泌尿器科における免疫学的研究

泌尿器科患者に免疫検査を処方するということは、主治医が免疫系疾患の存在を疑っていることを意味します。細菌、ウイルス、真菌による感染症の再発、アレルギー症状、全身性疾患は、これらの疾患の兆候である可能性があり、これらの疾患は様々な症候群（感染症、腫瘍性、アレルギー性、自己免疫性、リンパ増殖性）によって特徴付けられます。

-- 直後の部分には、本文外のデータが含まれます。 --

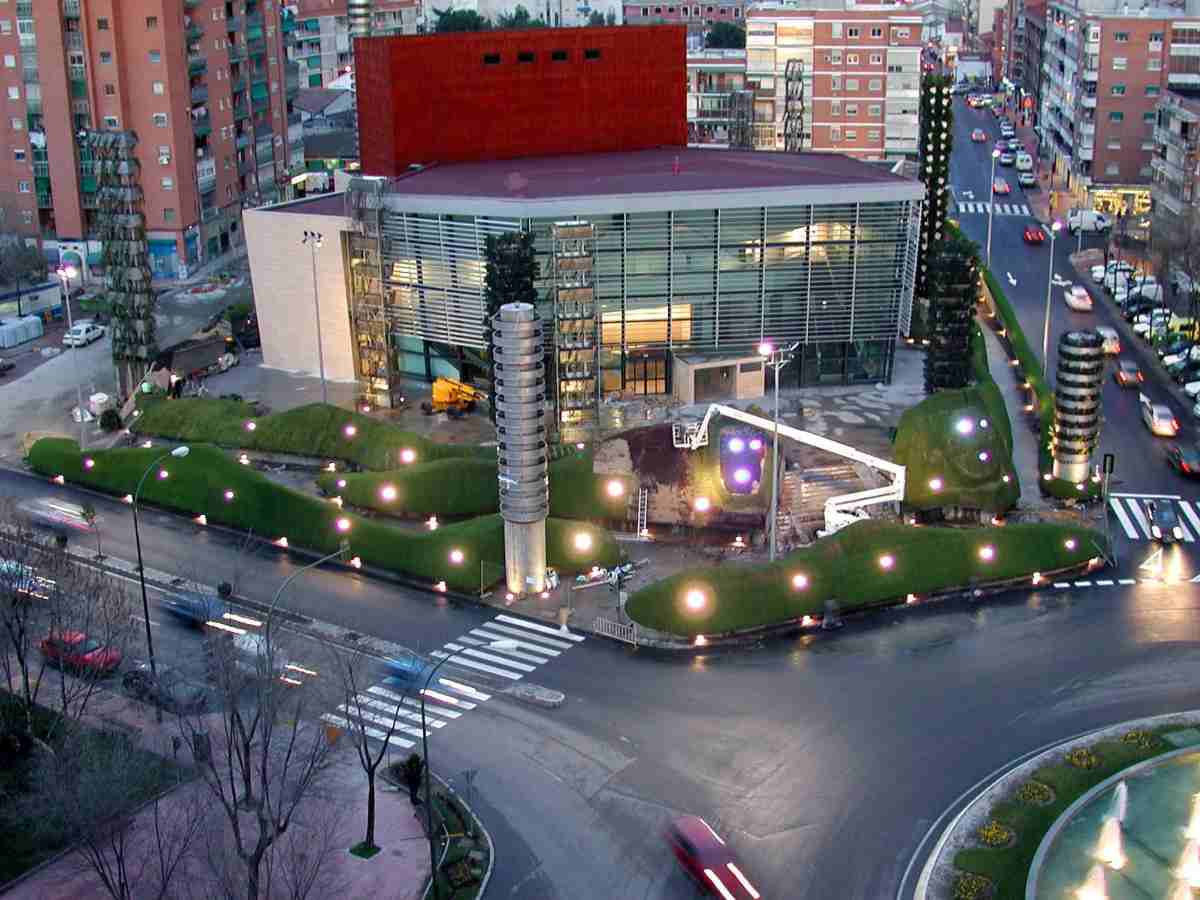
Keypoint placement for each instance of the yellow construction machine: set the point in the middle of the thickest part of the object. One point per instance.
(453, 397)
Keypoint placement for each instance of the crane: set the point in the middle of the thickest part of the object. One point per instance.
(839, 511)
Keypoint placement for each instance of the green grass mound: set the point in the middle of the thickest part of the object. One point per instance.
(949, 468)
(198, 484)
(847, 568)
(469, 487)
(313, 430)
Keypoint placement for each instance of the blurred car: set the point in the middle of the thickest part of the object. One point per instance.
(78, 652)
(1127, 373)
(1185, 459)
(1111, 340)
(707, 861)
(82, 334)
(1078, 298)
(1164, 521)
(172, 689)
(1158, 418)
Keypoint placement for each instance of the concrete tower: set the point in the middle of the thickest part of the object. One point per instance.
(521, 444)
(1077, 403)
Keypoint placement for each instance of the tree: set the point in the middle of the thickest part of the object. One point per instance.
(511, 271)
(460, 21)
(21, 265)
(725, 35)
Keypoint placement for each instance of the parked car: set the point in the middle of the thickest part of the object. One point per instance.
(1128, 373)
(707, 861)
(1185, 459)
(82, 334)
(1158, 418)
(78, 652)
(1111, 340)
(172, 689)
(1078, 298)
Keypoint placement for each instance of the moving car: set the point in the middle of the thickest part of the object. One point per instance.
(1078, 298)
(1185, 459)
(1127, 373)
(705, 857)
(82, 334)
(1158, 418)
(172, 690)
(1164, 521)
(77, 651)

1人の患者が複数の症候群を呈している場合もあります。例えば、慢性感染症（感染症症候群）は免疫不全を引き起こす可能性があり、免疫不全は感染症および腫瘍性疾患（腫瘍症候群）の素因として現れることがあります。感染症の素因は、白血病などのリンパ増殖性疾患の結果として発症した二次性免疫不全を背景に発生する場合があります。免疫系の病理学的変化には、主に3つのグループがあります。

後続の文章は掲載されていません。